Essa visão é incompleta, pois exclui o terrorismo do Estado, menos perceptível porque desenvolvido em segredo ou porque anunciado como parte de ações nacionais dentro e fora de seu território, coberto pela força da propaganda. A diferença entre os dois
tipos surgiu clara durante a semana na ampliação da distância
entre a Europa (que quer o respeito às liberdade públicas e ao Direito) e os Estados Unidos (que
negam eficiência à atitude conciliatória), que defendem a
militarização do combate antiterrorista.
O terrorismo do Estado une forças policiais, militares ou de
agências de inteligência, matando, provocando acidentes, assaltando cidadãos ou pessoas, para
derrubar governos, dominar espaços ou mesmo gerar o medo pelo próprio medo. Uma parte da
doutrina Bush afirma o direito
unilateral de medidas preventivas com o uso da força contra
ameaças de ataques de onde quer
que surjam. O presidente da Comissão Européia, Romano Prodi,
sintetizou a posição contrária: "O
uso da força não é a solução".
Em termos de Direito, a ação
unilateral de qualquer país para
ingressar em território estrangeiro é reprovada pela Carta da
ONU e por tratados internacionais. Foi o que aconteceu no Iraque, na invasão por motivo falso.

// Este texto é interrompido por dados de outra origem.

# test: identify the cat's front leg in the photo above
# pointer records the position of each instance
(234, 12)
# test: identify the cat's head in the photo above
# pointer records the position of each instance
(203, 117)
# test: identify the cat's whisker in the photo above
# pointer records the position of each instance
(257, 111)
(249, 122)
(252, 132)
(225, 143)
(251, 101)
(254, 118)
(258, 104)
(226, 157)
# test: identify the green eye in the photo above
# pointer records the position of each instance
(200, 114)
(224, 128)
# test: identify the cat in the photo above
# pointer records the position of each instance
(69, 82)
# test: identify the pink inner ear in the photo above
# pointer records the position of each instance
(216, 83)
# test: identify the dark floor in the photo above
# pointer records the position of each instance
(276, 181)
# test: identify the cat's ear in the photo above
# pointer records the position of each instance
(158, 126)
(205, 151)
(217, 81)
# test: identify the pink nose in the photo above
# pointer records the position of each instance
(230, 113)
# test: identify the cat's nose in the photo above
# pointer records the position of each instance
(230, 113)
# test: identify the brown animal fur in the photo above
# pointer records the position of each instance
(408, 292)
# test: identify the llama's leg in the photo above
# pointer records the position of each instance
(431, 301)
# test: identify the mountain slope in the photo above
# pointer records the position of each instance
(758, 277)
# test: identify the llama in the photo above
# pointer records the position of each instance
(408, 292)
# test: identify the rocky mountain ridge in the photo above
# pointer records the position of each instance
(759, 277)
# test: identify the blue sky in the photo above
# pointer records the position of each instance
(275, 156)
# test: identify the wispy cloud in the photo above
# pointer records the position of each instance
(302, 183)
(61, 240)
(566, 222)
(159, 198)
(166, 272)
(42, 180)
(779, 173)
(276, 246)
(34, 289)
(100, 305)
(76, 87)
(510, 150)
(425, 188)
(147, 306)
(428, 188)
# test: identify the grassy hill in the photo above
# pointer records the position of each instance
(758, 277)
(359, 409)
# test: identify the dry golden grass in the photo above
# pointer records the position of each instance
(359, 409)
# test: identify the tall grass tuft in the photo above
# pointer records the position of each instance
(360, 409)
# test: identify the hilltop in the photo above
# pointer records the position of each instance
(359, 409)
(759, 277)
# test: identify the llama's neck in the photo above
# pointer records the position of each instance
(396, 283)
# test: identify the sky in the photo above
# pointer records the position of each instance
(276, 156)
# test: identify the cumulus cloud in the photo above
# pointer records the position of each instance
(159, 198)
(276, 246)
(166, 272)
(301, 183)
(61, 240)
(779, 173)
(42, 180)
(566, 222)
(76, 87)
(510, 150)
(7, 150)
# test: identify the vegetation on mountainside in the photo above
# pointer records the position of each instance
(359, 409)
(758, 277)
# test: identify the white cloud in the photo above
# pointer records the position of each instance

Quando a Carta é ofendida, tratados e convenções são substituídos pela força e pela agressão.
Formas mais graves são as que
não observam a prévia autorização do Conselho de Segurança ou
desrespeitam as normas que este
venha a editar. Para manter a dominação, instala-se uma espécie
de terrorismo oficial que não respeita o Estado de Direito, gerando
mais mortes e violência de todos
os lados.
A legítima defesa é, porém, assegurada pela Carta da ONU no caso de ataque armado contra
membro das Nações Unidas. A
comunicação de ações projetadas
para essa finalidade ao Conselho
de Segurança é obrigatória. Por
isso a deliberação espanhola de
retirar suas tropas se a ONU não
assumir o controle iraquiano respeita o direito internacional.
Governos e organizações terroristas se acusam mutuamente,
atribuindo a culpa dos ataques a
atos do outro lado. À medida que
os confrontos se tornam mais violentos, a possibilidade de composição dos contrários diminui.
Agrava o horror do terrorismo
que mata inocentes. É uma forma
nova de guerra para a qual Von
Clausewitz, o maior estudioso dos
conflitos armados, não achou solução adequada, a não ser a do
entendimento. Napoleão Bonaparte, que entendia de guerras,
disse bem: quem construir um
trono de baionetas não se sentará
nele. Violência atrai violência.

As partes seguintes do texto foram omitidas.